Kaplan Kirsch previous represented Phoenix, Arizona, in a lawsuit it won in August against the FAA over airplane noise caused by NextGen flight path changes.

Previously, Gov. Larry Hogan asked Frosh to pursue legal action against the agency.

“As the governor made clear when he directed Attorney General Frosh to file this lawsuit, the [Hogan] administration expects immediate legal action,” Shareese Churchill, a spokeswoman for the governor, wrote in an email Tuesday. “Any further delay will only harm countless Maryland citizens who have been needlessly suffering due to these misguided and harmful regulations.”

The FAA instituted NextGen in 2014 to streamline air traffic into “super highways” to reduce fuel costs and increase safety, according to the agency. In Montgomery County, the streamlined air routes to and from Reagan National Airport in D.C. resulted in significant airplane noise in Potomac, Cabin John and Bethesda neighborhoods that didn’t experience significant noise problems previously.

Previously, the Montgomery County Council approved an approximately $7,500 deal to hire the law firm Dentons LLP to investigate whether the county could pursue a lawsuit against the FAA over the issue. The county noted that noise complaints it received about airplane noise rose from 38 in 2015 to 807 in 2016 after flight path changes were completed.

County Council President Roger Berliner said during a press briefing Monday that the county received a memo from Dentons about a potential lawsuit and will share that with the firm hired by the state.

Residents in neighborhoods surrounding Baltimore-Washington International Thurgood Marshall Airport also have complained about increase airplane noise after the flight path changes.

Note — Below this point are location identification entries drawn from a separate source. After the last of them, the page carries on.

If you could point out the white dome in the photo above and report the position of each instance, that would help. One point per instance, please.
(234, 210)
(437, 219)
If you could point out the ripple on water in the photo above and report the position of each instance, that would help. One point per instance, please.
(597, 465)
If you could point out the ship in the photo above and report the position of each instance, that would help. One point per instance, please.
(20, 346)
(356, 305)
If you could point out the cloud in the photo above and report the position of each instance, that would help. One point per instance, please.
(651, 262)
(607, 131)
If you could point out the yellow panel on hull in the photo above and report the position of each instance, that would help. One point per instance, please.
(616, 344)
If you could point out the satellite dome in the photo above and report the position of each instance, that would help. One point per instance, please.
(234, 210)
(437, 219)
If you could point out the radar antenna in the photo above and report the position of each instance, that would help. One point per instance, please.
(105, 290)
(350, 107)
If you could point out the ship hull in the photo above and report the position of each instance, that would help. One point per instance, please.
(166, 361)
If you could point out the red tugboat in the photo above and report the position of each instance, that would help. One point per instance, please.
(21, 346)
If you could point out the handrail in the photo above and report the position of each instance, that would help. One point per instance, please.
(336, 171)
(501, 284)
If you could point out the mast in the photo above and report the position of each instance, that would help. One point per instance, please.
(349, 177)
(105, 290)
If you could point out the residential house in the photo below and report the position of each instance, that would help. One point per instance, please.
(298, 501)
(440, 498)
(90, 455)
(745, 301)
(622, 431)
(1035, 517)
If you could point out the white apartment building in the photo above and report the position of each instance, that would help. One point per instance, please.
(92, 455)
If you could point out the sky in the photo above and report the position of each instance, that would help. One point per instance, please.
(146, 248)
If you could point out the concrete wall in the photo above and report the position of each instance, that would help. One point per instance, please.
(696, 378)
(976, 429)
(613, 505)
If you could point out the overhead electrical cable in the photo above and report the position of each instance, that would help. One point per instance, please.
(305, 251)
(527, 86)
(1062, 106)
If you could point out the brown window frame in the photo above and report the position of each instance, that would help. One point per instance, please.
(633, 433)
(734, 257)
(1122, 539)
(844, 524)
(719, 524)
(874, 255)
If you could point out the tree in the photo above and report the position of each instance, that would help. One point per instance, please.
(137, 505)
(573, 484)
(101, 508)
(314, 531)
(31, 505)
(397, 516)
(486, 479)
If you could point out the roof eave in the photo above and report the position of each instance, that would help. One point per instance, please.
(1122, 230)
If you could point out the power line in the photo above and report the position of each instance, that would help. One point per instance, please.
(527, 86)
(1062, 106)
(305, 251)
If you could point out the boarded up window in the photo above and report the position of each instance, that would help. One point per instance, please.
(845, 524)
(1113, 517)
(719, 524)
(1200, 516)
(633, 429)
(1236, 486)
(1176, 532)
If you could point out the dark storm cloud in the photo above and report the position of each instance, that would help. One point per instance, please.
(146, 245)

Last week, both U.S. Senators from Maryland, Ben Cardin and Chris Van Hollen, wrote a letter to Frosh supporting a move to file a lawsuit against the federal agency.

“More than two years after implementation, the FAA has yet to make any substantive changes to these shifted and narrowed flight paths, and communities around airports nationwide have experienced similar results,” the Senators wrote. “We are working on legislative strategies… to ensure that the FAA gives additional consideration to cumulative noise impacts and works more cooperatively with local communities on flight path issues.”